Только высшие силы распорядились по-другому. Спустя полгода после побега Тимофею Марковичу позвонили из части и сообщили: труп сына найден. Надо приехать, опознать.
Старик не хотел. Но Маргарита убедила: так будет лучше. «Еще пару лет попрячемся, а потом я денег накоплю, и мы с Васенькой за границу сбежим. По чужим документам».
План хлипкий, но Тимофей Маркович поверил.
Черемисова-младшая вообще могла убедить кого угодно.
Она все время внушала им обоим, гипнотизировала: тайная жизнь для Васеньки – самое лучшее.
Сначала превратила его сына в игрушку. А потом замазала мальчика в убийстве. И ведь ни капельки не раскаивалась! Повторяла: «Девчонка сама виновата. Нечего было шпионить».
На уговоры пойти с повинной только смеялась. А сдать Маргариту Тимофей Маркович не решился. Тогда ведь и сыночка его за собой утянет.
Тогда все обошлось. Но что будет сейчас?
Старик понимал: жесткая девица прикажет Василию убрать свидетеля. И тот (хотя сам убивать и не будет) покорно с ней согласится. Станет соучастником. Вот и готов еще один срок. По совокупности – лет пятнадцать.
Что, что теперь делать? Бежать за ними? Останавливать? Уговаривать Васину избранницу, чтобы не трогала журналиста?
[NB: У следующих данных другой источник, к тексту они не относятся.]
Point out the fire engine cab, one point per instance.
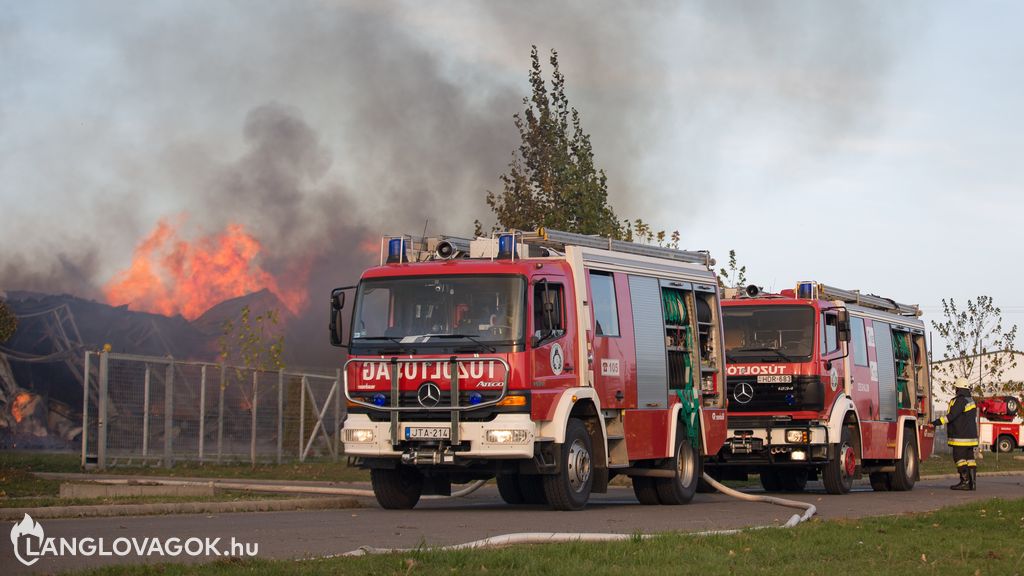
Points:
(1000, 423)
(550, 361)
(824, 382)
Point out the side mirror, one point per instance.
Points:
(337, 321)
(843, 325)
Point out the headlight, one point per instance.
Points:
(358, 435)
(506, 437)
(796, 437)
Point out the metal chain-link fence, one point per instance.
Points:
(154, 411)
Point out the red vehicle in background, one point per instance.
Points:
(550, 361)
(823, 382)
(1000, 424)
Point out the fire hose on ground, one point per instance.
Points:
(493, 541)
(555, 537)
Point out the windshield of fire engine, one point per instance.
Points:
(768, 333)
(439, 312)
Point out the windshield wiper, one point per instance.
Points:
(765, 348)
(473, 339)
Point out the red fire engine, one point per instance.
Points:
(827, 383)
(550, 361)
(1000, 423)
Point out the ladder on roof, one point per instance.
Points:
(812, 289)
(558, 240)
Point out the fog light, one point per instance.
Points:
(358, 435)
(506, 437)
(796, 437)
Но куда ему против дикой кошки Маргариты! Восемьдесят годков, сердце колотится, аритмия накатила страшнейшая. Просто не догонит. В лесу темно, сын и сосед идут быстро.
А если догонит – все равно не справится. Бесполезно и пробовать.
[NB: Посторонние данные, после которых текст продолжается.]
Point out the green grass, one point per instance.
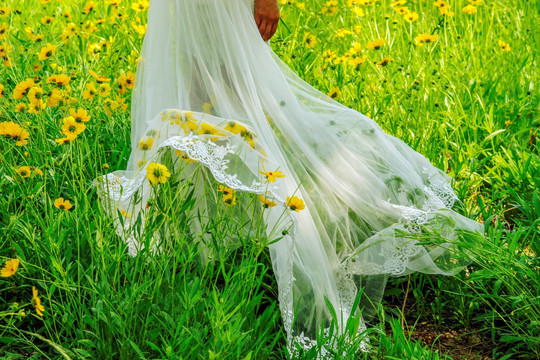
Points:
(468, 106)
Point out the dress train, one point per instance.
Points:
(212, 92)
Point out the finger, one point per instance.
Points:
(258, 20)
(266, 31)
(274, 28)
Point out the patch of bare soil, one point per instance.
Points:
(460, 344)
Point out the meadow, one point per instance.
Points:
(456, 80)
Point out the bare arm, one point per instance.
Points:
(267, 17)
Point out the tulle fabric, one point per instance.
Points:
(210, 89)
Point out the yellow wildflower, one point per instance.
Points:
(157, 173)
(469, 9)
(266, 203)
(46, 52)
(295, 203)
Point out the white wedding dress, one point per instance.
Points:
(208, 86)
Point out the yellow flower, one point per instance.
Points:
(295, 203)
(104, 89)
(39, 308)
(157, 173)
(504, 46)
(22, 88)
(72, 127)
(4, 11)
(47, 20)
(375, 44)
(24, 171)
(63, 204)
(422, 39)
(469, 9)
(88, 7)
(46, 52)
(127, 80)
(141, 5)
(3, 31)
(272, 175)
(266, 203)
(59, 79)
(229, 199)
(146, 145)
(10, 268)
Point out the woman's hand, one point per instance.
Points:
(267, 17)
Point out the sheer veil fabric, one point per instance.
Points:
(209, 89)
Оставался один-единственный выход.
* * *
Солнечный день его похорон погас. Померкли краски, размылись фигуры. Теперь Дима летел по узкому черному тоннелю. Скорость с каждой секундой все больше, и пластмасса обдирала бока – словно в аквапарке, на горке «Черная дыра».
И никаких впереди источников света, никаких ангелов. Просто бесконечное, довольно болезненное движение. Совсем не похоже на путь в рай.
«Все вранье, – устало подумал он. – Нет ничего после смерти. Сейчас тоннель кончится – и будет просто полная темнота».
Где-то далеко – фоном – он слышал разговор. Мужской голос жалобно умолял. Женский – жестко приказывал.
А потом вдруг в ушах Надюхин речитатив прозвучал. Презрительный, едкий:
– Слабак ты, Димка.
И сердце словно разорвалось. Он с трудом, бесчувственным языком, нащупал собственную губу. Со всей силы вцепился в нее зубами. Адская боль стрельнула в мозг – и у него получилось! Глаза – уютно закрытые, укутанные во тьму – распахнулись. Начали различать: ночь, звезды. Равнодушный лик луны. Двоих, что стояли неподалеку и жарко спорили.